Tribunal Administratif de Caen — Décision N° TA14-2201909

vendredi 7 juin 2024

JuridictionTribunal Administratif de Caen
SectionTribunal Administratif de Caen
N° DossierTA14-2201909
TypeDécision
RecoursPlein contentieux
Formation1ère chambre

Texte intégral

Vu la procédure suivante :

Par une requête et un mémoire, enregistrés le 16 et le 19 août 2022, Mme B A doit être regardée comme demandant au tribunal :

1°) d'annuler l'avis de sommes à payer n° 2022-912103 émis par le centre hospitalier Robert Bisson de Lisieux le 26 juillet 2022 ;

2°) de la décharger de l'obligation de payer la somme de 300 euros.

Elle soutient que :

- l'attribution d'une chambre individuelle ne relève pas d'un choix personnel explicite ;

- elle n'a pas été informée préalablement à son admission de la tarification liée à l'attribution d'une chambre individuelle ;

- le seul document qu'elle a signé lui a été présenté le 8 juin 2022, jour de sa sortie de l'hôpital.

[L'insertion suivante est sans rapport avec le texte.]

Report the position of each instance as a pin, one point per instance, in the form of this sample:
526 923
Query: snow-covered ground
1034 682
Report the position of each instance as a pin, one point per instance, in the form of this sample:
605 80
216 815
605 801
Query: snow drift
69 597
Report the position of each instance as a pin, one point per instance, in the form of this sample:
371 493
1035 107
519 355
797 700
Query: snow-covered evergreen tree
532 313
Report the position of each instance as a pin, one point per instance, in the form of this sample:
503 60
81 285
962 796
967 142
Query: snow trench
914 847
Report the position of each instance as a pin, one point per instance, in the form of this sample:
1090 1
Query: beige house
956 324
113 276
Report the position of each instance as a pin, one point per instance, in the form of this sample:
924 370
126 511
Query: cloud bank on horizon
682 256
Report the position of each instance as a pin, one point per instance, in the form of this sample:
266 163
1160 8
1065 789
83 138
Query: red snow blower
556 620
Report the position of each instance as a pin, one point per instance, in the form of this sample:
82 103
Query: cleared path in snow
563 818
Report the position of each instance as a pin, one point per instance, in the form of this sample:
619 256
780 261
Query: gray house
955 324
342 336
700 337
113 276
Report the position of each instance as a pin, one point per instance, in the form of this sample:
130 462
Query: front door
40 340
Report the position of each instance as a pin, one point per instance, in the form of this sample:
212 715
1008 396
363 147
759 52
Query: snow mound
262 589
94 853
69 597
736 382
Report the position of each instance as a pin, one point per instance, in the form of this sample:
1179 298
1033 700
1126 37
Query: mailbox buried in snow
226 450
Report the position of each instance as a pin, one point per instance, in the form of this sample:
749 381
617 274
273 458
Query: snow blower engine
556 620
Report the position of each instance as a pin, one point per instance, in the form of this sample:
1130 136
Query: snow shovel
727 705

La requête a été communiquée au centre hospitalier de Lisieux qui, malgré la mise en demeure qui lui a été adressée le 2 mars 2023, n'a pas produit de mémoire en défense.

Vu les autres pièces du dossier.

Vu :

- le code général des collectivités territoriales ;

- le code de la santé publique ;

- le code de la sécurité sociale ;

- le code de justice administrative.

Les parties ont été régulièrement averties du jour de l'audience.

Ont été entendus au cours de l'audience publique :

- le rapport de Mme Groch,

- les conclusions de M. Bonneu, rapporteur public.

Les parties n'étaient ni présentes ni représentées.

Considérant ce qui suit :

1. Par un titre exécutoire émis le 26 juillet 2022, le centre hospitalier de Lisieux a mis à la charge de Mme B A une somme de 300 euros en raison de l'attribution d'une chambre individuelle lors de son séjour au sein du service d'obstétrique du 3 au 8 juin 2022. Par la présente requête, elle demande au tribunal d'annuler ce titre exécutoire et de la décharger de l'obligation de payer la somme de 300 euros au centre hospitalier de Lisieux.

2. Aux termes de l'article R. 612-6 du code de justice administrative : " Si, malgré une mise en demeure, la partie défenderesse n'a produit aucun mémoire, elle est réputée avoir acquiescé aux faits exposés dans les mémoires du requérant ". Il résulte de ces dispositions que l'acquiescement aux faits est acquis lorsque le délai imparti à l'administration a expiré et que la date de clôture d'instruction est échue sans que le défendeur ait présenté d'observations. Cette circonstance ne saurait dispenser le juge, d'une part, de vérifier que les faits allégués par le demandeur ne sont pas contredits par les autres pièces versées au dossier, d'autre part, de se prononcer sur les moyens de droit que soulève l'affaire.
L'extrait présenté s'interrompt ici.